The technique was not as easy as I thought but I don't care now what inside looks like.. I'm über happy with the outside. 

Teal, burgundy pink, yellow and white.
Orange chili pepper scent that is amazeballs!


----------



## jenneelk (Aug 9, 2013)

Bars.
It's in the oven now.


----------



## innerdiva73 (Aug 9, 2013)

Love it!!


----------



## karenbeth (Aug 9, 2013)

Looks gorgeous. A whole lot better than my one and only try. Was your soap really fluid?


----------



## bwendo (Aug 9, 2013)

Wow, this is amazing!  

Gorgeous colors.


----------



## Nightlilly (Aug 9, 2013)

The colors are gorgeous, I can't wait to see them when they're done!


----------



## Koshka (Aug 9, 2013)

So pretty!


----------



## deb8907 (Aug 9, 2013)

That looks amazing!


----------



## OliveOil2 (Aug 9, 2013)

Love it! Can't wait to see the cut bars!!!


----------



## jenneelk (Aug 9, 2013)

Thanks! I love the design. I did a quick oven gel and went to fridge so its much brighter and lighter. I might try again straight to fridge to compare and see how dark it stays.

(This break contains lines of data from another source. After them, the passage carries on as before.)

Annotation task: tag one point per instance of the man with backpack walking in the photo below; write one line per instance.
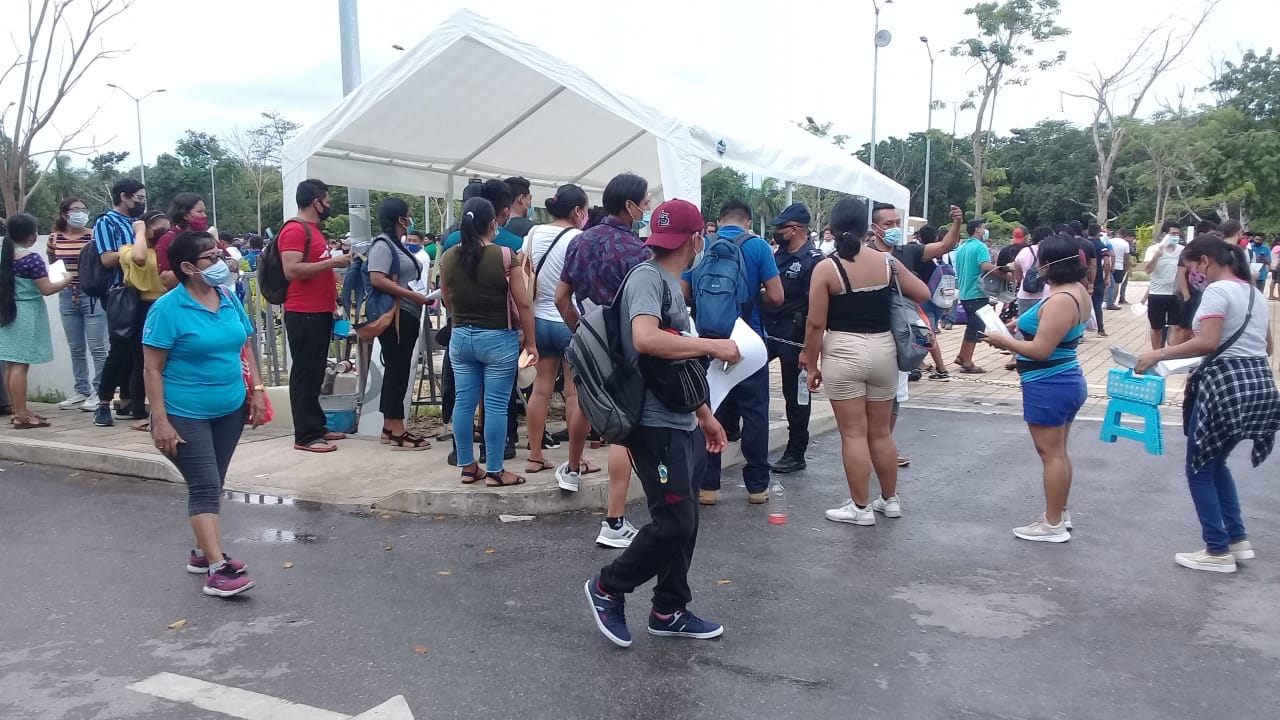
(795, 258)
(100, 272)
(667, 446)
(309, 311)
(736, 274)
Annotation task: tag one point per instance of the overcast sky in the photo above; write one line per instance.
(224, 62)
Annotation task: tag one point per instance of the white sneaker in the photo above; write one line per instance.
(1205, 560)
(71, 402)
(851, 514)
(566, 479)
(1041, 531)
(1242, 550)
(620, 538)
(890, 507)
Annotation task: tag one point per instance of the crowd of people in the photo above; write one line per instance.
(517, 291)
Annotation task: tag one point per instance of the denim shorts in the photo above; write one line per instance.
(552, 337)
(1055, 400)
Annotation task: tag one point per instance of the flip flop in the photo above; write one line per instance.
(539, 465)
(498, 479)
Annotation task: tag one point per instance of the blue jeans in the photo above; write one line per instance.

Karen yes, for this kind you need a loose pour the whole time.


----------



## lsg (Aug 9, 2013)

That looks wonderful!


----------



## jenneelk (Aug 9, 2013)

Pic of front back and sides. 
Color changed quite a bit with gel and will do fridge on 15 bar next.


----------



## moonbeam (Aug 9, 2013)

I am so proud of you! Amazing!!


----------



## Mandarin (Aug 9, 2013)

Well done! Your soap is absolutely gorgeous!


----------



## hlee (Aug 9, 2013)

beautiful!


----------



## savonierre (Aug 9, 2013)

The colors are incredible!!! Love it..


----------



## AngelMomma (Aug 10, 2013)

You want to know what is really cool about using a bar of soap like this?  As you use it and work your way through the bar the design constantly is changing.  Its like constantly changing soap art.  Now that is a cool experience!!


----------



## kharmon320 (Aug 10, 2013)

You did a fabulous job!  Love the colors (even after the gel).


----------



## theath2010 (Aug 10, 2013)

Wow! I absolutely love the colors you used. Very nice!


----------



## dragonblossom (Aug 10, 2013)

That's some beautiful work there!  Love the color choices. This design, the peacock, always reminds me of the 60's.  


Sent from my iPad using Soap Making


----------



## JennH (Aug 10, 2013)

Its beautiful!

Where did you get your FO from? NG has a sweet orange chili pepper that I'm really tempted to try.


----------



## jenneelk (Aug 10, 2013)

Thanks.. That's it.
My customers love Yuzu but I'm SO over it and wanted another citrus. I really like it a lot. Better price than an orange I like from WSP and just as good and strong.

I might sell these if my previous bars in the same recipe turn out ok.


----------



## JennH (Aug 10, 2013)

jenneelk said:


> Thanks.. That's it.
> My customers love Yuzu but I'm SO over it and wanted another citrus. I really like it a lot. Better price than an orange I like from WSP and just as good and strong.
> 
> I might sell these if my previous bars in the same recipe turn out ok.



Thanks!  

And if I use that FO, my soap will be as pretty as yours, right? :razz:


----------



## jenneelk (Aug 10, 2013)

Haha! Just do a peacock with those colors and it will be.


----------



## newbie (Aug 11, 2013)

As pretty as everyone else said! You said you weren't happy with the inside but it looks good on your cut bars. What didn't you like?


----------



## jenneelk (Aug 11, 2013)

Oh it ended up fabulous but didn't think it would. The way your supposed to pour it and layer it didn't go as planned. I can't go that slow and sort of did a rush job in my own way. The sides of the bars that show the inside are wonderful actually. 
I posted about ash on the cp general forum and have pics of the sides there. Actually wish I could duplicate it now. Haha!


----------



## kellistarr (Aug 23, 2013)

Those are gorgy.  Reminds me of old school hippie days.  You did an awesome job.


----------